It’s not the cap on bankers’ bonuses holding us back

How do we explain Mr Kwarteng’s mega-mini-budget?  Why do something so obviously “up yours” to the working people of Britain as eliminating the top rate of tax for earners above £150,000, while sanctioning part-time, low-paid workers?   

Either he’s trying to fulfil Ms Truss’s ambition to be unpopular. Or he’s playing Santa Claus and delivering the Tory donors’ wish list.   He’s succeeding in both. 

The Tory backbenchers weren’t happy.  The people of Blyth Valley weren’t dancing in the streets.  Red Wall MPs will be thinking about their impending career changes. 

The pound crashed – which will spike inflation.  Interest rates will rise, along with mortgages and rents. 

They have no mandate for this.  0.2% of the electorate voted for these policies – the 81,316 Tory members in the leadership race.  Tory MPs were elected on a manifesto of levelling-up, not trickling down.  

The theory of trickle-down is simple. Sometimes called supply-side economics, it claims that if rich people get a tax cut, they’ll invest all their extra money and create loads of jobs, the economy will grow, tax receipts will increase, and unicorns and bunny rabbits will frolic in sunlit uplands. 
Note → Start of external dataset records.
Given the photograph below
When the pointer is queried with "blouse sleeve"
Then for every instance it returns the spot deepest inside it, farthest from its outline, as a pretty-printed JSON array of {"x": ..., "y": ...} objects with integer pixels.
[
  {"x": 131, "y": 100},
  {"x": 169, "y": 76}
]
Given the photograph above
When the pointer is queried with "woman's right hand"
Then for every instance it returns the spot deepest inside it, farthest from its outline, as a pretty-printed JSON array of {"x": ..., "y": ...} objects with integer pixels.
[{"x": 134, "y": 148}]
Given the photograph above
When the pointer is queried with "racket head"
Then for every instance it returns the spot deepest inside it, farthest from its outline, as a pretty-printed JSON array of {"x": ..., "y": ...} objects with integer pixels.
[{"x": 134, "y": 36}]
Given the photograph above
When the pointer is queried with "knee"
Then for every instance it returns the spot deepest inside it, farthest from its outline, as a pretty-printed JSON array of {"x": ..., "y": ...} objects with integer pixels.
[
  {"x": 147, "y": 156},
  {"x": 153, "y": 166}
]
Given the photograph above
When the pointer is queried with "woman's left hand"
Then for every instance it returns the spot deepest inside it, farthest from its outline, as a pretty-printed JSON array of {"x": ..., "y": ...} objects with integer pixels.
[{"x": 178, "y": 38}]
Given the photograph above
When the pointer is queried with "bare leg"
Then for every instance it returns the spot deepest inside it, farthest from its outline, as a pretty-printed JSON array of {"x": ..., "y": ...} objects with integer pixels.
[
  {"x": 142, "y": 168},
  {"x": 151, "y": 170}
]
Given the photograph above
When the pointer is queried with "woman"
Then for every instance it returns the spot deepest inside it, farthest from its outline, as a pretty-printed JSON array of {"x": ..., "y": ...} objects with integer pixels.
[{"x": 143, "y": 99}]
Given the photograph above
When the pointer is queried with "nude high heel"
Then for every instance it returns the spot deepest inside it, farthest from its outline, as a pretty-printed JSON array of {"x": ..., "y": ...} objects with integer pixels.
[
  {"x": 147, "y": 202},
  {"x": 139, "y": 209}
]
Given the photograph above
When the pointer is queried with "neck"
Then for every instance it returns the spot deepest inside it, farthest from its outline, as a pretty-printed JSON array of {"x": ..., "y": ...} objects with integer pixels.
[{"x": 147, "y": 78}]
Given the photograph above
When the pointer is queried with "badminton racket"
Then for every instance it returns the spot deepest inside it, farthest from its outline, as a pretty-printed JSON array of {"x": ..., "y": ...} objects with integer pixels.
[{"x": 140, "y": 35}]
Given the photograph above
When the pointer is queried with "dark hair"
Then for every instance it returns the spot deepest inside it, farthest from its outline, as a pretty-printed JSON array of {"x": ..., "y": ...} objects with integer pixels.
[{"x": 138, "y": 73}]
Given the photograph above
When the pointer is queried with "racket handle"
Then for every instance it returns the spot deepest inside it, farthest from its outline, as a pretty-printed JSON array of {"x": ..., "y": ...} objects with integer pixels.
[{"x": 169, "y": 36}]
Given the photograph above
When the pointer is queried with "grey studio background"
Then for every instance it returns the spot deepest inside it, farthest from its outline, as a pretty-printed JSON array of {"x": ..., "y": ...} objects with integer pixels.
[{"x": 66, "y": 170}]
It doesn’t work.  It never has.  American supply-side politicians would say, “a rising tide lifts all boats”.  The truth is, unless you can’t afford a yacht, a rising tide will drown you. 

The International Monetary Fund, the champion of capitalist orthodoxy, said unambiguously, “when the rich get richer, benefits do not trickle down”.  Research published in 2020 by the LSE, based on data from eighteen OECD countries including the UK, was even more damning.  Tax cuts for the rich since the 1980s have increased income inequality without any gains in economic performance. 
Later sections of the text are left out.